September 18, Friday. The proclamation suspending the privilege of the writ of habeas corpus has been generally well received. I have never feared the popular pulse would not beat a heathful response even to a stringent measure in these times, if the public good demanded it.
At the Cabinet-meeting Chase inquired of Seward how he and the Secretary of the Navy got on with the English ironclad rams. Seward treated the matter lightly and turned the conversation aside skillfully, I thought, for I was interested in the question. No one could do this more adroitly than he. On returning from the Cabinet I found upon my table two letters received by the noon mail, one from Consul Dudley of Liverpool of the 5th and one from Consul Cleveland at Cardiff of the 3rd, both private, but each warning me, earnestly, that the English government manifested no intention to detain these vessels, and expressing their belief that they will be allowed to leave.
I went directly to the State Department with these letters, which I read to Seward, and reminded him of our conversation in August when he quieted my apprehension so far that I left Washington to visit the navy yards, by assurances which he had received that we should not be disturbed by these formidable vessels.
He answered very pleasantly that he remembered the interview and the assurances he gave me, and seemed not the least disturbed by the information of threatened danger. On the contrary he appeared gratified and self-satisfied. After a remark or two of assumed indifference, he saw I was in earnest and not to be put off with mere words. He suddenly asked if I was a mason. I replied I was, but this was a matter of public concern. He said he wanted to tell me a secret which I must not communicate to any living person, and he should be unwilling to tell it to me on other consideration while things were in their present condition. He must enjoin upon me especially not to tell the President, nor let him know I had been informed, for he should himself probably let the President have the fact which he was about to disclose to me. “You must promise me,” said he, ” that you will neither communicate nor talk about it.”

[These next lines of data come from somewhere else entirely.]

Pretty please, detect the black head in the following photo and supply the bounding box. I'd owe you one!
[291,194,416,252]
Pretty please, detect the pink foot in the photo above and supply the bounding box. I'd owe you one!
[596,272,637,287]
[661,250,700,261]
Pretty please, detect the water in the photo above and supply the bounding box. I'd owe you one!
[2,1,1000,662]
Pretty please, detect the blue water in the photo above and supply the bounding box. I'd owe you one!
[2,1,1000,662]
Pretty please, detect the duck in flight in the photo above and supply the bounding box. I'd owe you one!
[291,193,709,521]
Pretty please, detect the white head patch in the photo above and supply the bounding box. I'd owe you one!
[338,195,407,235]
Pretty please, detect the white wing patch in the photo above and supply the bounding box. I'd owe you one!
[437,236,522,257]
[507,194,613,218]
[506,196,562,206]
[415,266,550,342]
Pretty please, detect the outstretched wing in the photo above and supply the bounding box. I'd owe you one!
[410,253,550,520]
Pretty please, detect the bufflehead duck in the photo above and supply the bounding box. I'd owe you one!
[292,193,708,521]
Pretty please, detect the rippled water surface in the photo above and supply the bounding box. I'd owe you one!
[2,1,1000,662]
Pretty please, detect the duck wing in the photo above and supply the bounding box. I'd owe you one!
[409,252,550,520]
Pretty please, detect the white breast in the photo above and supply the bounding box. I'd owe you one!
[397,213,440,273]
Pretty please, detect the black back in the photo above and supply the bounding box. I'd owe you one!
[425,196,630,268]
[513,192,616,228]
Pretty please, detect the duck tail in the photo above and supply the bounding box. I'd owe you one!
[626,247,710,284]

I said that any matter thus communicated I should not be likely to repeat, but I must necessarily talk about these rams and communicate with others concerning them, —it was my business and duty to do it. I had come to him to talk about them, and I must, from the information I had, some of which I had just submitted, take action unless I had something from him to justify my abstaining to move.

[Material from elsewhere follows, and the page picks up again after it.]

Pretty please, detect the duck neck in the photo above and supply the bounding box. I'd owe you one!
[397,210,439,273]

He had a hesitating and inquiring look. “If,” said he, “England lets these vessels out we must let loose our privateers.”
This I had repeatedly said on previous occasions, and I now fully concurred, but I had delayed extra efforts in consequence of his assurances, and we are in no condition for these troubles. We must act, and with promptness and energy, unless he had something to say as a preventive.
“Well, they won’t come out,” said he. “The English Ministry are our friends with the exception of the chief. His course and conduct are execrable, and with his organ are damnable. I don’t know,” continued S., “what he, the premier, means. For certain reasons they gave out on the 4th of November that the government could do nothing to prevent the rams from coming out. On the 5th of November, the next day, they gave us assurances they should not come out. They will be retained in port, but you must not know this fact, nor must any one else know it. Mr. Adams is not aware of it. No one but you and the President and I must know it here, and it is best that he should not know that you know it.”
“Do you mean to say,” I asked, “that this state of facts was communicated to you last November, — nearly one year ago?” “No,” replied he, “did I say November? I meant September. I have dispatches here. I have not read all. I left the Cabinet early, as you observed.”
After some farther remarks, some additional injunctions, assurances that no member of the Cabinet knew or must be allowed to know anything on the subject, — there was a necessity that I should be informed, but yet appear to the world as if I were not informed, — some allusions to the Emma, recently captured and taken into service, our interview terminated. Before leaving, however, he expressed a wish that we had a fast steamer off Brest to capture the Florida, without recollecting that neither of our good neutral friends of England and France will allow us to coal or remain in port over twenty-four hours.
The information thus given in confidence relieves me of much labor and anxiety, yet I am not without some anxiety. I dislike this mystery, this reticence towards our colleagues in the government. Should the English fail us, or Seward find it convenient under a calamitous condition of affairs to deny what he has told me, or claim that he was misunderstood, I could not escape censure and condemnation. There is no record or writing in my possession. I have, on verbal, confidential assurances, omitted to take precautionary measures, which, without those assurances, I should have taken, and it was my duty to take, last August and now. If the rams come out and damage us, the denunciations against me will be severe, and I am without remedy but must bear the odium of neglect and inaction, for I cannot make public what has been told me.
The Emma was not a naval capture. She was taken by the Arago, an army transport, and was purchased under order of the court by the Navy. Her Majesty’s representative is pressing the question of sale to the Navy of this vessel, captured by an army transport, for a purpose.